Piers threw a disparaging glance around the chamber, which was located in part of the monks’ quarters. Chests and bags brought up by the porters were stacked against the walls. There was a narrow bed in one corner. ‘These are your lodgings? My prince, you should have asked your father for his pavilion, since he is not using it.’ When Edward didn’t answer, Piers’s dark eyes narrowed. ‘You haven’t seen him yet, have you?’
Edward turned back to the window. He felt Piers move up behind him.
‘You’re having second thoughts?’
‘No,’ Edward said sharply. ‘I’m . . .’ He trailed off, not wanting to tell Piers the real reason for his reluctance. ‘Sir Humphrey has been to see him already.’
‘All
the more reason you should go to him now. You must give him your version of events.’ Piers put a hand on Edward’s shoulder, turning the prince to face him. ‘Don’t let Humphrey and the others take the credit for the fall of Dunaverty, then blame you for Bruce’s disappearance. You know that is their way.’
Edward said nothing, but inwardly he disagreed. Whatever else he might say about Humphrey, the constable had always been a fair and honest man. Indeed, it was his honesty that was the issue for he was worried the earl would have told his father about his behaviour on campaign. Humphrey had spoken to him, gravely and at length, after the hunt at Lochmaben, which delayed their arrival at Lanercost. The earl told him it was time to stop acting like an errant youth and start behaving as the king he was destined to become. Frivolous pursuits, Humphrey advised, must wait until he had reported to his father on the state of the war. The earl had no idea he had organised the hunt to avoid doing just that. Not only did Edward want to delay the admission to his father that he had failed to capture Robert Bruce, he also wanted to avoid, as long as possible, the promise he had made to Piers.

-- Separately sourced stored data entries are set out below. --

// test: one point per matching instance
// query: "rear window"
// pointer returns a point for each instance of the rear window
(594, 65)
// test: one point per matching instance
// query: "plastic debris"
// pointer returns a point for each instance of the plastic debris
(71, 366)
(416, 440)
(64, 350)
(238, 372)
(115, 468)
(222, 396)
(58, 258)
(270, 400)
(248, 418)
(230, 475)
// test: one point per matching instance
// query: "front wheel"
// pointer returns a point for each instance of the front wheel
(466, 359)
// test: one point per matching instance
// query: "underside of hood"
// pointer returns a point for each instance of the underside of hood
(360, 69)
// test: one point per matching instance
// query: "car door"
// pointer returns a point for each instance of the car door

That evening, their last in Lochmaben, smarting from Humphrey’s chastisement, Edward had drunk too much wine and neglected to rein in Piers, who told the silent barons only those who had joined the hunt could eat the flesh of the boar he had caught. Thomas of Lancaster had risen, tossing aside his plate and telling the men present he would rather eat air than linger any longer in the company of degenerates. The following morning the barons and the prince’s household rode down to the border in separate companies, the atmosphere between them as frigid as the weather.
‘In Lochmaben you promised you would petition your father.’ Piers held Edward with his gaze. ‘You gave me your word.’
Edward shrugged from his touch, his gaze fixing on the timber building across the priory’s grounds. His mind filled with a memory of the grand feast after his knighting at Westminster, at which his father made him and all the young bloods present swear an oath over two golden swans, never to sleep in the same place twice, like Perceval on his Grail quest, until Robert Bruce and the Scots were defeated. ‘God damn it, why do you all want so much of me! Will you never be satisfied?’